Lange bevor sich Morgan Spurlock selbst „supersizete“ berichtete der WIENER über das neue, aus den USA importierte Essensmodell. McDonald’s war anno 81 schließlich noch eine ziemliche Neuheit in Wien. Hier die Nachlese.

Nahezu fünftausend McDonald’s-Lokale in aller Welt versprühen tagtäglich den gleichen unterkühlten Charme von Bahnhofshallen. Das synthetische und nüchterne Interieur ist bezaubernd und romantisch wie ein Supermarkt und erinnert penetrant an Disneyland. Seit rund dreieinhalb Jahren stürzen sich auch die Wiener Tag für Tag in die Future-World-Massenabspeisung, wo sie ein bis dahin völlig unbekanntes Freßgefühl genießen können: geschmacklose Rindfleischlaberln in viel Papier, Pappe und Styropor mit Fingern essen zu können.

Burger und Fritten - Faksimile
Burger und Fritten von McDonalds – Faksimile

Ein Tag in McDonald’s Freßhallen gemahnt an einen bizarren Stanley-Kubrick-Filmverschnitt.
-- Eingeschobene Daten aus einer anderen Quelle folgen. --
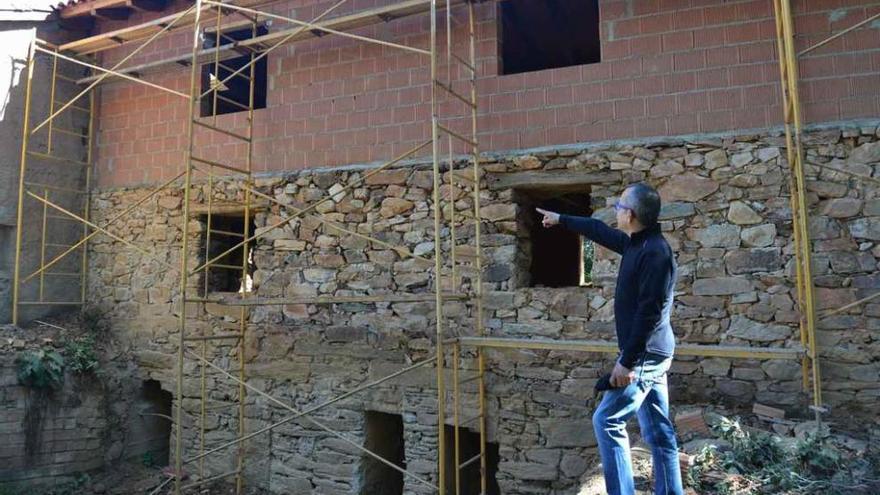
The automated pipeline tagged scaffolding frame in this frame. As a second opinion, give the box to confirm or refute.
[13,0,880,495]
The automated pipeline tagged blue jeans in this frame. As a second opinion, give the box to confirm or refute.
[593,353,684,495]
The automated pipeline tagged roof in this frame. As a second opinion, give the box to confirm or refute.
[0,0,54,22]
[54,0,170,20]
Und George Orwells Vision von 1984 wird hier zur erschreckend greifbaren Wirklichkeit. Auch tausende Wiener stürzen sich seit dem 9. September 1977 Tag für Tag in die Future World der Massenabspeisung. Zur Premiere der gastronomischen Tragödie setzten sich die Hamburger-Köche just auf den altehrwürdigen Schwarzenbergplatz – einen Ort, wo vorher schon der Schnellrestaurateur Tardi verreckte und die Wök einen langsamen Hungertod starb. Der aufdringliche Geruch vom American Way of life machte der gemütlichen Ringstraßenkultur über Nacht den Garaus.
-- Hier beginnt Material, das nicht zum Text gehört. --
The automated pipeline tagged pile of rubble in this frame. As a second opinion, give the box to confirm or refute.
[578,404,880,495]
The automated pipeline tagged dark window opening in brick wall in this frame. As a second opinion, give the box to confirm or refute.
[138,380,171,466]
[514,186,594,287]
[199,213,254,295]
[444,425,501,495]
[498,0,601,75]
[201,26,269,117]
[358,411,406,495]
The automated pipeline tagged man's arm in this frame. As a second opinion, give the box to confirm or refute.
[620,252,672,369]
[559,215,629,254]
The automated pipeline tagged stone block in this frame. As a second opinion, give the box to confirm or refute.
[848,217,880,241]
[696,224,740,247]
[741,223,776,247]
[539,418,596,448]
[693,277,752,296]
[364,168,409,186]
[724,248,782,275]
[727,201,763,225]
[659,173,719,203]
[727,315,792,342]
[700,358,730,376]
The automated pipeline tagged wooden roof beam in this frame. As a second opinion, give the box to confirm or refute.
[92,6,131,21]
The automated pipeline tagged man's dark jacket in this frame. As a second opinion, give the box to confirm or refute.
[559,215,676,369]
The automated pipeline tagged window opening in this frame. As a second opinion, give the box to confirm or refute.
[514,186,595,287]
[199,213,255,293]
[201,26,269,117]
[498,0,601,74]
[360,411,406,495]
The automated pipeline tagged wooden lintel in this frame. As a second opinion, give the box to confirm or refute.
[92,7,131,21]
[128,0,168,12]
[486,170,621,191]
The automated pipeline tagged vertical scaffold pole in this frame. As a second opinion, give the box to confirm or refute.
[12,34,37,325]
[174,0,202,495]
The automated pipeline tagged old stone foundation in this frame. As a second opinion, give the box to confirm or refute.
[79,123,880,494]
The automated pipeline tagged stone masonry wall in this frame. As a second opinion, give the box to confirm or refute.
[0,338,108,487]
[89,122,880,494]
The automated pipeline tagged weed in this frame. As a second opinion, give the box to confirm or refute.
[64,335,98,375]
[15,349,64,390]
Ein altbackenes, aber ungebrochen wirksames Amerikansiches Prinzip: Minimaler Aufwand und maximaler Profit

Seither schwappt freßgieriges Jungvolk, wie von einer geheimnisvollen Kraft angezogen, täglich nach dem Unterricht in die kühl-kitschige Plastikwelt zum hastigen Essenfassen. Und auch Studenten, Omas und Touristen schlagen sich gleich neben der Wiener Nobelherberge Imperial mit Begeisterung die Bäuche voll.

An der Selbstbedienungstheke von McDonald’s chromblitzendem Laberlparadies werden sie mit sechs Varianten über ein und dasselbe Fleischlaibchen abgespeist. Den meisten Kunden gerät dieser Vorgang zu einem unbewußten Akt des Mampfens, dem in der Eile zwei ganz wesentliche Dinge abhanden gekommen sind: Die elementare Lust am Essen und der Sinn für Geschmack.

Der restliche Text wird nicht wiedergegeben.